The 76ers pushed their chips to the middle of the table at the trade deadline. They started off the season 8-6. They then traded for Jimmy Butler and went 26-14 in the approximately three months from then until the trade deadline. Then they upgrade on the last day before the trade deadline with the addition of Tobias Harris and, separately, sent former number one overall pick Markelle Fultz to Orlando for a player with a lower ceiling and a higher floor. If they can play better basketball with Harris on the team than they did without him – which was .650 in the 40 games following the Butler trade), then they will be in excellent position to challenge all comers for the Eastern Conference crown.

Harris gives the 76ers a versatile wing who can stretch the floor, shoot from deep and handle the ball when needed. He is a legitimate star and possibly the best fourth option in the entire league – although Draymond Green and Jaylen Brown might not agree. If the Sixers can get 2017-18-like production from Jonathan Simmons (13.9 points, 2.4 rebounds and 2.3 assists in 29.4 minutes per game), it would provide additional firepower to a relatively depleted Philadelphia bench.

Thus far, the 76ers are 3-1 following the trades, which bodes well for the team. With Oladipo’s injury and Boston’s continued struggles (despite beating Philadelphia this week in Philly), the third seed should be theirs’ for the taking. And while catching Milwaukee and/or Toronto is probably a pipe dream, it’s also within the realm of possibilities for a team with this much talent — and could set them up for a deep Playoff run.

Prediction: 2ndin the Atlantic Division, 3rdin the Eastern Conference

Toronto Raptors

Deadline moves:

Traded Jonas Valanciunas, Delon Wright, CJ Miles and a future second-round pick to Memphis for Marc Gasol

Traded Greg Monroe and their 2021 second-round pick for cash .considerations

The Raptors appeared to be sitting pat this trade deadline, which would have made sense considering they just added Kawhi Leonard approximately six months ago. But after watching the Bucks and 76ers upgrade, team president Masai Ujiri swung for the fences with a deal that netted them Marc Gasol.

The Raptors were already quite deep, so subtracting Valanciunas, Wright and Miles does not hurt too badly – especially with the addition of a high-IQ player like Gasol, who represents an immediate upgrade at the center position. His versatility will almost certainly aid the Raptors.

Additionally, rumors indicate that Toronto will add Jeremy Lin soon. Lin was waived by Atlanta following the trade deadline and will be eligible to sign with the Raptors once he clears waivers – a certainty given his $13.8 million salary. Lin will be a serendipitous addition with Fred VanVleet missing three weeks with a thumb injury, and his playmaking ability should greatly benefit the team’s second unit.

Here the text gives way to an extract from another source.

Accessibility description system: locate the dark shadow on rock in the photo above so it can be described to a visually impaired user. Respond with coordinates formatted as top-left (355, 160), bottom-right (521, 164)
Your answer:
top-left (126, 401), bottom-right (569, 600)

With a division-best record of 43-16 and a 5.5 game lead in the Atlantic, it is unlikely they get caught (but not impossible). The Raptors will have a few kinks to work out with the new additions, but it’s a safe bet that they finish the year in the top two of the Conference. And if Pascal Siakam and OG Anunoby can continue playing like borderline Allstars, the Raptors might be the most dangerous team in the entire East.

Prediction: 1st in the Atlantic Division, 1stin the Eastern Conference

The Atlantic Division featured some of the league’s top teams prior to the trade deadline, and it only got better as a result of it. Four of the conference’s top five most talented teams claim the division as their home. And with a shared division comes increased familiarity and competition. Expect fireworks come April, especially into the second round of the Playoffs and beyond, as three of the four conference finalists could very possibly hail from the Atlantic.